Robert Hislope, associate professor of political science, recently accepted an invitation from President of Macedonia Gjorge Ivanov to join the Council of Foreign Relations, his highest advisory body. The council membership is composed of prominent politicians and scholars from Macedonia and around the world. There will be two conferences a year, at which members will draft policy recommendations for President Ivanov. Hislope will attend the first conference Feb. 24-March 1.

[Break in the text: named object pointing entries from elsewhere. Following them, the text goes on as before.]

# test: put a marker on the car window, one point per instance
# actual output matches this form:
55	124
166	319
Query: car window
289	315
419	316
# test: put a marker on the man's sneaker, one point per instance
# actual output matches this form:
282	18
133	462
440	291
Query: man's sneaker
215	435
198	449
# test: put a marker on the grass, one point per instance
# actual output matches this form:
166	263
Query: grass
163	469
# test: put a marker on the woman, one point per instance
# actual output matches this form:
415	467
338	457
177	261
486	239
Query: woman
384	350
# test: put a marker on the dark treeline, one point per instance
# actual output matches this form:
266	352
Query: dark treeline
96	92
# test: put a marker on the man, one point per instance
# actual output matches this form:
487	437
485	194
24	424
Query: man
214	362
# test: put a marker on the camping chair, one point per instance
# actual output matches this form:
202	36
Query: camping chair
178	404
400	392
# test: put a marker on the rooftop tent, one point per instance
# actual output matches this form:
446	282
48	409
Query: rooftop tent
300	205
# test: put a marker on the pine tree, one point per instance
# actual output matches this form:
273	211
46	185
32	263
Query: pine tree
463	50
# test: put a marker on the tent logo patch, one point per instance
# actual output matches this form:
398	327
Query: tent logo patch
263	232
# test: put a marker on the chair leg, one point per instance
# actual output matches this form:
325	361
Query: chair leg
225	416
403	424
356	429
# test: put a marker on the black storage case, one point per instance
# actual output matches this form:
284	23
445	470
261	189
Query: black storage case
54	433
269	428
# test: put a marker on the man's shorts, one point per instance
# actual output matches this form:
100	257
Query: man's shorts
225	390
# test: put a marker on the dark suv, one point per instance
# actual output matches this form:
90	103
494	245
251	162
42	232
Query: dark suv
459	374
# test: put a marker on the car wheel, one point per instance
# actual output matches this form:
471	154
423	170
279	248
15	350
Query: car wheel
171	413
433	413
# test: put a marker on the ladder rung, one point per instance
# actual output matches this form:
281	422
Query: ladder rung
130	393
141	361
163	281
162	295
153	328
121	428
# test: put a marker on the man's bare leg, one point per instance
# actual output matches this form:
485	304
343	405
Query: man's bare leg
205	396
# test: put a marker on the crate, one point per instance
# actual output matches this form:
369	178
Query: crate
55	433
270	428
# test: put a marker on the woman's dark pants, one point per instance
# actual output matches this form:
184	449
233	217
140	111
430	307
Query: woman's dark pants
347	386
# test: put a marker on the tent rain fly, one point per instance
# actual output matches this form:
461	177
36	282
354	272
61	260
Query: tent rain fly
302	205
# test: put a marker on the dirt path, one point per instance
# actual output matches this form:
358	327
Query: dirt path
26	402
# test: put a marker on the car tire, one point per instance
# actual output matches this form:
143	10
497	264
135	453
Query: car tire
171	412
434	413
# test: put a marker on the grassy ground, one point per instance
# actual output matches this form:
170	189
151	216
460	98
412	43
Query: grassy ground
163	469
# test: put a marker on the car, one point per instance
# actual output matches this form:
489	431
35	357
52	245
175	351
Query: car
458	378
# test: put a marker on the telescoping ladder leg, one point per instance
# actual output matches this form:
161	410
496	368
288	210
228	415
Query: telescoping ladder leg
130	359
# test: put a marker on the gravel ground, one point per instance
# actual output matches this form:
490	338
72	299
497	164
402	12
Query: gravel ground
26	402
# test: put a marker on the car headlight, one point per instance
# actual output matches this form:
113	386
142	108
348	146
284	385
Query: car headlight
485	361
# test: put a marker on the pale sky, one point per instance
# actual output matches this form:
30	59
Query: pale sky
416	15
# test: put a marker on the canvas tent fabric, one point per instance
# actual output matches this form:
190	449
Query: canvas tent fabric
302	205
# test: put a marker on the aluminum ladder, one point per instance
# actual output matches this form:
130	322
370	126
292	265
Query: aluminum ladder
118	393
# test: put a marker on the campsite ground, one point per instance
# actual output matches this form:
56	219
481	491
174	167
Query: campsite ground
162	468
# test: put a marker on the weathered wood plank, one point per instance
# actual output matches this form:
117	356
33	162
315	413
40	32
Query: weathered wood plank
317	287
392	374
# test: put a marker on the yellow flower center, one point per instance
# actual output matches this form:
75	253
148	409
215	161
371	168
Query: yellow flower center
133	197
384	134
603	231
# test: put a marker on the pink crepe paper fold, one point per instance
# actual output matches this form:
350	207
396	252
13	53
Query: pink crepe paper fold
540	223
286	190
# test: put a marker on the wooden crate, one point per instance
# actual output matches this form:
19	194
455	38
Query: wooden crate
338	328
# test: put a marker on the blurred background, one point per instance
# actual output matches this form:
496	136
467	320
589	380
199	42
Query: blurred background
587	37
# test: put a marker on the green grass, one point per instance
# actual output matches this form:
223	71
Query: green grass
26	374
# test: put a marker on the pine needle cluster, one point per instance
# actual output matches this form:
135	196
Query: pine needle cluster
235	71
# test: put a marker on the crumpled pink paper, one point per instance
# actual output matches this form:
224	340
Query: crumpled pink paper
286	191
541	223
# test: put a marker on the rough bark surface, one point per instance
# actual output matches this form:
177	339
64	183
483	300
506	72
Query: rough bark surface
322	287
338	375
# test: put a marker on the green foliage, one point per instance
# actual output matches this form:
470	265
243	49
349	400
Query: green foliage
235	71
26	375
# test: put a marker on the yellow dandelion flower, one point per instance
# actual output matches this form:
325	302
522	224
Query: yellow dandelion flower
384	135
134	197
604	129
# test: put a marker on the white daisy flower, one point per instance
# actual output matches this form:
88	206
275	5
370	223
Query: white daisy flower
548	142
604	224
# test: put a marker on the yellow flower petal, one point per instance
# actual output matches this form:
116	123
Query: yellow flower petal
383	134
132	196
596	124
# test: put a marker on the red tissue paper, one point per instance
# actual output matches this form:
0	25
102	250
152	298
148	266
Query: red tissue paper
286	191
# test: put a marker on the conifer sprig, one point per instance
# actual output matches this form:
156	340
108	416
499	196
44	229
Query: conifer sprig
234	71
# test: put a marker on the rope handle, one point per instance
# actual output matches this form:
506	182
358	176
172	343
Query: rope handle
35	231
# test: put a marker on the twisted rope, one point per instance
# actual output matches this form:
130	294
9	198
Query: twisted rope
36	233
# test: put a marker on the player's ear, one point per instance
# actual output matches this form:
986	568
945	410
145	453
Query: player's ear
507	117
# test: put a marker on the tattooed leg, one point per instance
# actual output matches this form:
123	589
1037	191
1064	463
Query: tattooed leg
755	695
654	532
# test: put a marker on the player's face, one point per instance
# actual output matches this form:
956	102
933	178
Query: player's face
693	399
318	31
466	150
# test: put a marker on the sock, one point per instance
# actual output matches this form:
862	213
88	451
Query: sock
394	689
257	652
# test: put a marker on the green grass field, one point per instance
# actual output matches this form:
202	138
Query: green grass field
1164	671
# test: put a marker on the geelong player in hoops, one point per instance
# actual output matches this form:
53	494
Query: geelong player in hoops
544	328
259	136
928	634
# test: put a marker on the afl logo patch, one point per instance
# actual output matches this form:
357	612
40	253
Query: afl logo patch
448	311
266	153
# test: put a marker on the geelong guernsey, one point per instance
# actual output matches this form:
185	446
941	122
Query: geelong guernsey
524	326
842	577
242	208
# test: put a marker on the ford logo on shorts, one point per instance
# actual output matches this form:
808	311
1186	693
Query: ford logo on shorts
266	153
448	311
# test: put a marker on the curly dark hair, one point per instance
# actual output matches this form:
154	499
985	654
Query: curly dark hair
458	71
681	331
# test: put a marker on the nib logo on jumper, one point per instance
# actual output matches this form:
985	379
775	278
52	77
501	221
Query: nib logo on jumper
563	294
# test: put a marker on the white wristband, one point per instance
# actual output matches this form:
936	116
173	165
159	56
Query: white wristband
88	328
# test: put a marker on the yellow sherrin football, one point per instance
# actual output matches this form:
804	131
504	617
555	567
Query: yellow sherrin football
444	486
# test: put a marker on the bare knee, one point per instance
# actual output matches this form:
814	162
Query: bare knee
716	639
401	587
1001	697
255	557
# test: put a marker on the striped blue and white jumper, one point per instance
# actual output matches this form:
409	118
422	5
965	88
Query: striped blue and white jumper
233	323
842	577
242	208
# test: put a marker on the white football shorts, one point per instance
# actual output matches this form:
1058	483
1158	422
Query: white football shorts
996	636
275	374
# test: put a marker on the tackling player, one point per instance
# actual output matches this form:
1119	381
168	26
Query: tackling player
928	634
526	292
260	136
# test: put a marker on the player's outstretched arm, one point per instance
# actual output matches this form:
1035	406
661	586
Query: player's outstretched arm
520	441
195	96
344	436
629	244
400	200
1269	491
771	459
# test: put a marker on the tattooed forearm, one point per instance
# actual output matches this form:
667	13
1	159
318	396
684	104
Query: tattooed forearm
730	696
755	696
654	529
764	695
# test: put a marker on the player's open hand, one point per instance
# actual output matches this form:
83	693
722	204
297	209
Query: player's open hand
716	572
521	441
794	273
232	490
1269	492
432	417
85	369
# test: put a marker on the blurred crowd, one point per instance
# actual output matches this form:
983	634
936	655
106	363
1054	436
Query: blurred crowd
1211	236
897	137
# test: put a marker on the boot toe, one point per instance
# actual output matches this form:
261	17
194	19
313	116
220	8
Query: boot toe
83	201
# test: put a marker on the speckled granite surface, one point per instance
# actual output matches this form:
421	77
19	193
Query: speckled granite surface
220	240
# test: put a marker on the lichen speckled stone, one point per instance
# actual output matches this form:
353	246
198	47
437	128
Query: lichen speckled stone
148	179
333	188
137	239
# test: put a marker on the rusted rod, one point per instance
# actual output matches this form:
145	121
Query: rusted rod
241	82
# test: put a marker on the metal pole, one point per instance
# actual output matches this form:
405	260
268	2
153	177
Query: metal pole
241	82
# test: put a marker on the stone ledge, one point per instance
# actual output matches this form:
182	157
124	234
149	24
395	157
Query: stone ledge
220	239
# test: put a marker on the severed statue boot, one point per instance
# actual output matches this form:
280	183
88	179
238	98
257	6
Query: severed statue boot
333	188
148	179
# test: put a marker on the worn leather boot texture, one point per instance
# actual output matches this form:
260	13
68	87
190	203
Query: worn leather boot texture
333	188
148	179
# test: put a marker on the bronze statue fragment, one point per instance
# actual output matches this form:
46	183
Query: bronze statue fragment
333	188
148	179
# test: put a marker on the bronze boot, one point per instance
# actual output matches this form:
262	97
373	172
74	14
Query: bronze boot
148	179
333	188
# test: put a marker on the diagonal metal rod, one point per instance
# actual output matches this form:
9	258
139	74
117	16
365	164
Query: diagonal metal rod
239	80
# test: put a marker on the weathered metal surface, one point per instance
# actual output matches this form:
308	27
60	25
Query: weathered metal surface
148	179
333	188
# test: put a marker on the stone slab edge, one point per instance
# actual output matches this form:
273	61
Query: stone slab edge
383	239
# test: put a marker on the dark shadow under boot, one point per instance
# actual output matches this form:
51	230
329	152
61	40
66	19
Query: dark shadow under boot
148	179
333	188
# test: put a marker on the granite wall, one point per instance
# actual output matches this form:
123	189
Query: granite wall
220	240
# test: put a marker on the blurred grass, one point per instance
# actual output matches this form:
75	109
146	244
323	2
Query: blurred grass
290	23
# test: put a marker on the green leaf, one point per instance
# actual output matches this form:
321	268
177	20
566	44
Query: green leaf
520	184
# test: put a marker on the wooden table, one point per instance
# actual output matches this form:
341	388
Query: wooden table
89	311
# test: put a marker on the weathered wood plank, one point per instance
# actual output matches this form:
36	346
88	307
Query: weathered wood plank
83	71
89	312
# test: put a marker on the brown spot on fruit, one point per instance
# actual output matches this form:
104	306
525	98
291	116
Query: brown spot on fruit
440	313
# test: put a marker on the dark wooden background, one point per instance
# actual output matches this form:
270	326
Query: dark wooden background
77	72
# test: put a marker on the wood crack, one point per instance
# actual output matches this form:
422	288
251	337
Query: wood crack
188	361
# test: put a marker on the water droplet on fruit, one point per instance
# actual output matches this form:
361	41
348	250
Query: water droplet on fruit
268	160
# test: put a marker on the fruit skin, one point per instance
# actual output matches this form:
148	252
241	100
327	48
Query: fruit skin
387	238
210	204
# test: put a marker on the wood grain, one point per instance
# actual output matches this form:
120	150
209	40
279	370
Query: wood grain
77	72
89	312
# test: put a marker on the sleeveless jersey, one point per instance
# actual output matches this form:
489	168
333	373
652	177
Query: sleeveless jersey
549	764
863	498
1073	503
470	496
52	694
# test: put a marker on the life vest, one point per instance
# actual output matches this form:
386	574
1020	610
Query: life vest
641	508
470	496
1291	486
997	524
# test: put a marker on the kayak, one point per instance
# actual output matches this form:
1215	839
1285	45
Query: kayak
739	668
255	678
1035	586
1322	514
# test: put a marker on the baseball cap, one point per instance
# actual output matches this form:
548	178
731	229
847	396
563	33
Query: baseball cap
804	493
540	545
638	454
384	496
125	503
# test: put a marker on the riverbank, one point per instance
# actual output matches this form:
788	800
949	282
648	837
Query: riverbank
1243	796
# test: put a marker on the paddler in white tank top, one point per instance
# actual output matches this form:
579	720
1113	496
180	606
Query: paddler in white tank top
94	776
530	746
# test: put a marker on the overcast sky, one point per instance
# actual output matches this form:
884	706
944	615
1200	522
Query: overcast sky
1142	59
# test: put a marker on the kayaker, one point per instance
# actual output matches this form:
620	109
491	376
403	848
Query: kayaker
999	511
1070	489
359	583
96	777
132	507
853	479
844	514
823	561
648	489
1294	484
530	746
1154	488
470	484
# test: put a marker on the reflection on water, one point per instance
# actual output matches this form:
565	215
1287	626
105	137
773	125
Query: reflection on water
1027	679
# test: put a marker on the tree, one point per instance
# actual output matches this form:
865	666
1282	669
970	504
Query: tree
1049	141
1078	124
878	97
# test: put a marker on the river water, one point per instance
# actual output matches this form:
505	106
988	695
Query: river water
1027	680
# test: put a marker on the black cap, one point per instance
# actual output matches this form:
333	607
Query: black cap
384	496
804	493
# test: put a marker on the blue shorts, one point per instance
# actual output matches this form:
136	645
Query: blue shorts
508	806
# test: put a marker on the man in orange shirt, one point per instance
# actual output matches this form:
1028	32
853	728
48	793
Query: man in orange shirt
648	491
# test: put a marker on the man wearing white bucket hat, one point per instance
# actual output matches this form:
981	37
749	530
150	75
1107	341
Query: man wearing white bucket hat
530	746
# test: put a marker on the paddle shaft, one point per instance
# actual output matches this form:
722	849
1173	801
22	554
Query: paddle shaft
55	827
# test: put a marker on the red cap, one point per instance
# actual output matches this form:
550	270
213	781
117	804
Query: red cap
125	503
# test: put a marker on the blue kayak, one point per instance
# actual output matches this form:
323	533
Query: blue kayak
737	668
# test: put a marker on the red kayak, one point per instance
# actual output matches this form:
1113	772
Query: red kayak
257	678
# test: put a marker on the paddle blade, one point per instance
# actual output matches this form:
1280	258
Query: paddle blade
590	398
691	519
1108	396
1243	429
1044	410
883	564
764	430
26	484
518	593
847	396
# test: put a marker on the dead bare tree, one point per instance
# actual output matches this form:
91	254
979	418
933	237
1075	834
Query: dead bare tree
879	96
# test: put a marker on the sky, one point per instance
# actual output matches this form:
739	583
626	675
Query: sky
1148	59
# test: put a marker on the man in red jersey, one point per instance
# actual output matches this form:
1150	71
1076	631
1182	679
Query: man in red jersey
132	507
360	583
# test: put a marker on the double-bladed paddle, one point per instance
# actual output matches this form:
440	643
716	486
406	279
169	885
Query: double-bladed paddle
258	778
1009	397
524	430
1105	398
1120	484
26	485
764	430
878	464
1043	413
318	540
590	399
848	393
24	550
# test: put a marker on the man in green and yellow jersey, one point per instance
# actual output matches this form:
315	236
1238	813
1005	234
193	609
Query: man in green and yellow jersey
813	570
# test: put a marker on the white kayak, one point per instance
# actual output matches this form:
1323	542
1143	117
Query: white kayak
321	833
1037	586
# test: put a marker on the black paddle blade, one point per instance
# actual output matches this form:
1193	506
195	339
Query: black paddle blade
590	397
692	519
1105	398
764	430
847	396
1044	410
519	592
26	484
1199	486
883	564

A second edition of “A Brief History of Brazil” (Facts on File, Inc., New York) by Teresa Meade, the Florence B. Sherwood Professor of History & Culture, and director, Latin American & Caribbean Studies, has just been published. This edition contains changes in more than a third of the original (2004) text as well as new photographs. The demand for the book outside traditional academic circles stems in large part from Brazil's increased prominence on the world economic and political stage. In 2001, Goldman Sachs economic analyst Jim O'Neill posited the “BRIC” thesis – Brazil, Russia, India and China – arguing that by the year 2050 these countries will dominate the world economy. In preparing the book’s second edition, Meade drew on the resources of two former students working in Washington, D.C. Zachary Levey ’04 of the Inter-American Development Bank and Lilly Briger ’08, a research associate for the Council on Hemispheric Affairs (now living in Rio de Janeiro), contributed up-to-date economic analyses.
Meade also co-edited (with Lisa Brock and Conor McGrady) “Taking Sides: The Role of Visual Culture in Situations of War, Occupation and Resistance,” a special issue of Radical History Review (Duke University Press, 2010). It includes a review essay, "Unexpected Concatenations," by David Ogawa, chair of the Department of Visual Arts.